L’ultima sentenza nell’ambito del P2P ha visto coinvolta la Fapav (un associazione di major musicali) che usando dei software ha riscontrato che migliaia di utenti collegati alla rete Telecom Italia scaricavano illegalmente materiale P2P. La stessa Fapav ha chiesto che il Provider Telecom Italia fornisse i nomi di tutti gli utenti che avevano scoperto scaricare e pretendere che venissero oscurati alcuni siti web che favorivano lo scambio di link per promuovere il fenomeno del P2P.
 
Il tribunale ha stabilito che nessun provider può richiedere ad altro provider i nomi degli utenti e neanche i provider sono responsabili dell’uso che i propri utenti fanno con la connessione a loro disposizione.

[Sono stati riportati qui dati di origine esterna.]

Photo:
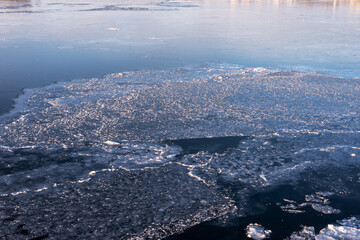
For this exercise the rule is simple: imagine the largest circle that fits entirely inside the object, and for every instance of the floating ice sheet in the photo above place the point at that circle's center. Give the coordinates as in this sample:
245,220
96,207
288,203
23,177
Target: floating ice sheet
231,130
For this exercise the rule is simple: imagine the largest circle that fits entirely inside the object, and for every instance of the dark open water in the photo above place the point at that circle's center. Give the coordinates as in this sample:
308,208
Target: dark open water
188,120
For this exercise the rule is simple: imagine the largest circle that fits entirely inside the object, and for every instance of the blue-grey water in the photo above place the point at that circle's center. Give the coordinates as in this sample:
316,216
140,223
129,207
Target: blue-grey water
179,119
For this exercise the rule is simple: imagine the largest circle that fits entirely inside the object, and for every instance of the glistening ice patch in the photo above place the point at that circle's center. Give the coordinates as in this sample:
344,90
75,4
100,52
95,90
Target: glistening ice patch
226,131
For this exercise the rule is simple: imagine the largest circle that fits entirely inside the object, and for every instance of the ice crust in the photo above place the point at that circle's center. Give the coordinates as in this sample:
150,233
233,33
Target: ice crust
348,229
318,201
256,128
257,232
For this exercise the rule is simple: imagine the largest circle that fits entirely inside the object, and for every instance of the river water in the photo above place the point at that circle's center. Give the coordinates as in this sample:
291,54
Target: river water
179,119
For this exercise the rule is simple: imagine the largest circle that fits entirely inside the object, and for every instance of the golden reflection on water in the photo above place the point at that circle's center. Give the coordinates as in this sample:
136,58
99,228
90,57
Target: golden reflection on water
352,4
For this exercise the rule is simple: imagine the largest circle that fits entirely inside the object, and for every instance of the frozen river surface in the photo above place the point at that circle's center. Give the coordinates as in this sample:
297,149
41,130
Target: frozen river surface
215,120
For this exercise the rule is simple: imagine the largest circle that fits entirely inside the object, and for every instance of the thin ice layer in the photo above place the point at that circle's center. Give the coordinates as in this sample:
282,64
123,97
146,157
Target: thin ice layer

Allo stesso modo il provider non può essere ritenuto responsabile dei contenuti dei siti web o blog o forum che ospita nei propri server e quindi non può intervenire a proprio piacimento per oscurarli o chiuderli. Solo un tribunale, presentando una specifica richiesta può intervenire al fine di impedire la visualizzazione di un dato sito internet o richiedere i nomi degli utenti, il tutto secondo l’attuale legge sulla privacy regolamentata in Italia.